よく見ると二本脚で立って、普通に釣りをしている。
なぜだ!
「あんた、リゾナン史研究家・リゾ蔵夫やろう。」
「しゃべった!」
「驚くことはないやろう。あんたらの研究している世界では普通のことやろ。」
「まさかあなたはボスですか?」
「そうや。」
「どうしてここで釣りを。」
「わいもここの常連なんや。暇な時は釣りをするもんや。」
「何をのんきなことを言っているんですか?リゾナンターが行方不明なんですよ。Mの指揮官のひとりであるあなたがのんきに釣りなんて。」
「あんた、Mがリゾナンターと協力関係にあるなんて誰が言いましたんや。
それはあんたが見つけたリゾナンタークライシスの系列の資料中でのことやろ。ほかの資料ではすでにMは崩壊していたり、終いにわいは死んだことになっている資料があるというやないか。資料を読みあさるだけですべては見えしまへん。」
「はい、すいません。」

確かに私は紙の上でしか物事を見ていなかったのかもしれない。
私はリゾスレの世界を自分の足で追いかけたのはこれが初めてだった。
いつも紙に書かれたことのみで検証していた。研究者として私は未熟だったのかもしれない。
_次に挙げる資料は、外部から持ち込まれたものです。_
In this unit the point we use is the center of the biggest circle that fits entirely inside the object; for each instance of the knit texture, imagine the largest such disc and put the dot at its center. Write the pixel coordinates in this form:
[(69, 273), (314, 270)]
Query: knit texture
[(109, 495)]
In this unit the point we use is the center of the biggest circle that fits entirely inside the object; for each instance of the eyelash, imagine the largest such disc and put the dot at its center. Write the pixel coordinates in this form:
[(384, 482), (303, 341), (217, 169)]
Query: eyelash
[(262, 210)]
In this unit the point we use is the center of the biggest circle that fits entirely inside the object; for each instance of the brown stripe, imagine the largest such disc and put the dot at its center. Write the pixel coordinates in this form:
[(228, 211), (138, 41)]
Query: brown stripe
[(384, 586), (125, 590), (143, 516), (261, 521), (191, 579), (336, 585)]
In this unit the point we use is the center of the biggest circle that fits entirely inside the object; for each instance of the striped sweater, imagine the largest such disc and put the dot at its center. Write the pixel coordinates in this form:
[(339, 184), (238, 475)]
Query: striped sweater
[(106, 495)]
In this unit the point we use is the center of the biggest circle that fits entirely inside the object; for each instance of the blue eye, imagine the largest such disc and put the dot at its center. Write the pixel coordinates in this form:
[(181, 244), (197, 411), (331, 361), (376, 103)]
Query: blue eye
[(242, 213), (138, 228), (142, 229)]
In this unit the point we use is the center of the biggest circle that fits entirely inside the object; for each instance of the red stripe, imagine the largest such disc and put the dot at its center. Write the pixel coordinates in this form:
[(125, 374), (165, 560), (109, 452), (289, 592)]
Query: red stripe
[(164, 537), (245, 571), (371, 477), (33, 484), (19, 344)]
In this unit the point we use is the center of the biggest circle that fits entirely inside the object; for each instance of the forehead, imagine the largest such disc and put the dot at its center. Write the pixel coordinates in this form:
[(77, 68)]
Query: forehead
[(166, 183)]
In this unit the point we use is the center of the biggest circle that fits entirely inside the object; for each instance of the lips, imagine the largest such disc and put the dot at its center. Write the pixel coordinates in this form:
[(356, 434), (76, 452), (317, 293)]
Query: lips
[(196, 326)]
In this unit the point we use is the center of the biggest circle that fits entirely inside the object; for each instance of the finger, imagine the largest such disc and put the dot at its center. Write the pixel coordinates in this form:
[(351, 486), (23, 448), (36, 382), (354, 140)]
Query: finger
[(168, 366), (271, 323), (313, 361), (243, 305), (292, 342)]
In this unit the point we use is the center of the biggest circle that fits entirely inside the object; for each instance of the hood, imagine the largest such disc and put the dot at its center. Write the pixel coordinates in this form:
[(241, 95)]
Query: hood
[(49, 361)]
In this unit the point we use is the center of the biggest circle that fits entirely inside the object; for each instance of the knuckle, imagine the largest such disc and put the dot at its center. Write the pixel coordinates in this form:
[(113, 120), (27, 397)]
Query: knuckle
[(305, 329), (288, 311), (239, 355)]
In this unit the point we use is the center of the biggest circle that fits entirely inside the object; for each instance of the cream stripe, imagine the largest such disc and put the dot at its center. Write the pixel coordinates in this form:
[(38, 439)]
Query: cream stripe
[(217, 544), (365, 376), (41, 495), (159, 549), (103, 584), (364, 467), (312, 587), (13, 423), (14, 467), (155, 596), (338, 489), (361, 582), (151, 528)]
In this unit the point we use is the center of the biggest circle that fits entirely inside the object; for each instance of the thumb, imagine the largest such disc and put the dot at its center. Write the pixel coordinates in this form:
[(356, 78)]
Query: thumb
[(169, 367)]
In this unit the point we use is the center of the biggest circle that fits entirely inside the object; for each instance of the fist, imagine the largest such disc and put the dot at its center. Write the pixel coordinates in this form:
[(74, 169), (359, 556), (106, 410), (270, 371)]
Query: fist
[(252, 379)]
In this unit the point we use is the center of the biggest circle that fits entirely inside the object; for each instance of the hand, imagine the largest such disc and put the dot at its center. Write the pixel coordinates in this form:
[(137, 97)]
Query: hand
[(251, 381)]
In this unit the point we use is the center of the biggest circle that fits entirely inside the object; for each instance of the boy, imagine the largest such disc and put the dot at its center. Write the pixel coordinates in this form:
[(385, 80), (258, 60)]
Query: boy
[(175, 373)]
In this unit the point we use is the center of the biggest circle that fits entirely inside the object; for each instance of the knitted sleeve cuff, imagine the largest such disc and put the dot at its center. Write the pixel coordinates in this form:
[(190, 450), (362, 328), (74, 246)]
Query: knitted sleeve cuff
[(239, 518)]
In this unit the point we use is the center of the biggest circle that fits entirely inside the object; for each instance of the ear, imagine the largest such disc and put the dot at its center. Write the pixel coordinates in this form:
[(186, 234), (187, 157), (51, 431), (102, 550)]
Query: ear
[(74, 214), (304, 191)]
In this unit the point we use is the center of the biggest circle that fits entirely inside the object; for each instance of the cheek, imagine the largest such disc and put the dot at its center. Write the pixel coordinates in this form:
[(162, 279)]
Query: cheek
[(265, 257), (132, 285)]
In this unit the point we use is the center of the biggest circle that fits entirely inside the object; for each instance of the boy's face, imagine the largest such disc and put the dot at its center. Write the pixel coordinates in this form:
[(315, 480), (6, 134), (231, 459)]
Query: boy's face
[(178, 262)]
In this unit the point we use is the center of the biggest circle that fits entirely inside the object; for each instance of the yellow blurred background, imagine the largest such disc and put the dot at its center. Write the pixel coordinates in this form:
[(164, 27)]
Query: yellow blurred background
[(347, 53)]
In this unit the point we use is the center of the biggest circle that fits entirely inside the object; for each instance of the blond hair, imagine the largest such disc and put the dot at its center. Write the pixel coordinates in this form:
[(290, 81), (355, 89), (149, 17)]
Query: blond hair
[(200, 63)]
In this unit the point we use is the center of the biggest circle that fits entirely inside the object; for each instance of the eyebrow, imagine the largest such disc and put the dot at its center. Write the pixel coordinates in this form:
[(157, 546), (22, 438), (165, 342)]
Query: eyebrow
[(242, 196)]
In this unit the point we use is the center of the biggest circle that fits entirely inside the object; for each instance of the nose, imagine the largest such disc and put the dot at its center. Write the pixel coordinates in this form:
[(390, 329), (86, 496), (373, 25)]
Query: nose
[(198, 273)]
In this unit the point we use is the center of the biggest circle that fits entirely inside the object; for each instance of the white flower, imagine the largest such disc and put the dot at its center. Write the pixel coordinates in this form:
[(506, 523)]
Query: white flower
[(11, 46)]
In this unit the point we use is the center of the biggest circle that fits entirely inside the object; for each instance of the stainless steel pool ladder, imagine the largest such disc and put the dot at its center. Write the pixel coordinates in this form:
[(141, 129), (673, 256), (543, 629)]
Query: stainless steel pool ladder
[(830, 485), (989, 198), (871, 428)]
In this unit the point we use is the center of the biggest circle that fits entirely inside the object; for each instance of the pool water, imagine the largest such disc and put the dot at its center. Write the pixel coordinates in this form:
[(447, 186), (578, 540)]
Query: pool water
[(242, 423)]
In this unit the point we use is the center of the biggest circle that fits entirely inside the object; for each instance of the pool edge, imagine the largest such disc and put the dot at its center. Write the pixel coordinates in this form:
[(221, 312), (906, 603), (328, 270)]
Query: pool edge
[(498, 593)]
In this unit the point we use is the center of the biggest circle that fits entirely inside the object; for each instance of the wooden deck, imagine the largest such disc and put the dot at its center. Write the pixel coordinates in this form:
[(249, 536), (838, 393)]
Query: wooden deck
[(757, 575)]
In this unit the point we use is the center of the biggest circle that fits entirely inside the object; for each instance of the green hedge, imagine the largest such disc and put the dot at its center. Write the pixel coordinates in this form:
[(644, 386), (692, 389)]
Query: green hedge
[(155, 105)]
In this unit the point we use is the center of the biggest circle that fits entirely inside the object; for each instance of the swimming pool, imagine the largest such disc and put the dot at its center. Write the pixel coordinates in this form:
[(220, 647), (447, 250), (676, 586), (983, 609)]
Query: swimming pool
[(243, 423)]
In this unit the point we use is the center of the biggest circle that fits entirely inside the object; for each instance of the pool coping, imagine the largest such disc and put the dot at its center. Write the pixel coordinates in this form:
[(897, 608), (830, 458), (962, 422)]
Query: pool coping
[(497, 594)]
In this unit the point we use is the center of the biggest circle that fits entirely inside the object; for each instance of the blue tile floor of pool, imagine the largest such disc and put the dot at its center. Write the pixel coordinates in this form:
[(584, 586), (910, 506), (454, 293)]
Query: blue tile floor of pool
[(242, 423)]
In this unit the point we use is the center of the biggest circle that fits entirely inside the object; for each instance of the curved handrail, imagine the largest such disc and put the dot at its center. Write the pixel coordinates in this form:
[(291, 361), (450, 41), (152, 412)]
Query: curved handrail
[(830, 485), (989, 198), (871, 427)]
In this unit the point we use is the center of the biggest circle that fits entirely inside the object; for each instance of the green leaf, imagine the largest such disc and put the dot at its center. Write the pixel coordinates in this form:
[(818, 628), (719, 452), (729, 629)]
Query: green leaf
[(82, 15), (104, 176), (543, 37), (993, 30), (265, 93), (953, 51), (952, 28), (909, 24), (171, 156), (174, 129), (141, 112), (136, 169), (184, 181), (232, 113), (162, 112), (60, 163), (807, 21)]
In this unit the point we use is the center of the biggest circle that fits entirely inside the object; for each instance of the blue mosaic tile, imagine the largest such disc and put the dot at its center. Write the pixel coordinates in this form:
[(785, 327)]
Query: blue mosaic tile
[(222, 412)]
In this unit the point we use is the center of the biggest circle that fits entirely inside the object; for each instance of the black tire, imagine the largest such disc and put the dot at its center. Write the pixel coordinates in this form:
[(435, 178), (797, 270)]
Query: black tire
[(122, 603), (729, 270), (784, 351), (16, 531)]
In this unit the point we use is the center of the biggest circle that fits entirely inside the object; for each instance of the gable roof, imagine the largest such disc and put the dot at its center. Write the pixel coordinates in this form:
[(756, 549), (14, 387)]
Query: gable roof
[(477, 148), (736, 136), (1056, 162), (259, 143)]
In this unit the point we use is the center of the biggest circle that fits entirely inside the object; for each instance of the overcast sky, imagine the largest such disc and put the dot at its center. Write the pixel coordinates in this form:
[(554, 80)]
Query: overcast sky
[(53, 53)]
「ただ、これだけは言える。わしも全力であいつらを探している。それだけは信じてくれ。」

釣り堀から家に帰る途中、ふと公園の中を見るととても大きな木が立っている。
なんの変哲もない木のはずなのになぜか興味をひかれる。
待てよ、確かこの公園は喫茶リゾナントの近く。
まさかあのダークネスを共鳴して暴走したあの木ではないのか。

私は何を感じたのか木に耳を当ててみる。
なぜかわからないが木の気持ちがわかるような気がした。
なにかさびしげな印象を受けた。君もリゾナンターがいなくなってさびしいのか?

私はとぼとぼと帰路についていた。
あっちこっちに歩き回って疲れがたまっているようだ。
すると目の前に人影が・・・

「あなたは高橋愛さん?」
「2011年2月5日。」
「いったい何なんですか。その日付は?」
「あなたが追っていた事件の真相がわかる日です。私たち未来で待ってるから。」

そう言って高橋愛は姿を消した。
今のは幻覚なのだろうか。
来年の2月5日。何がわかるというのだ。
だが、私は信じよう。その時、彼女たちがいつもの笑顔で帰ってくることを。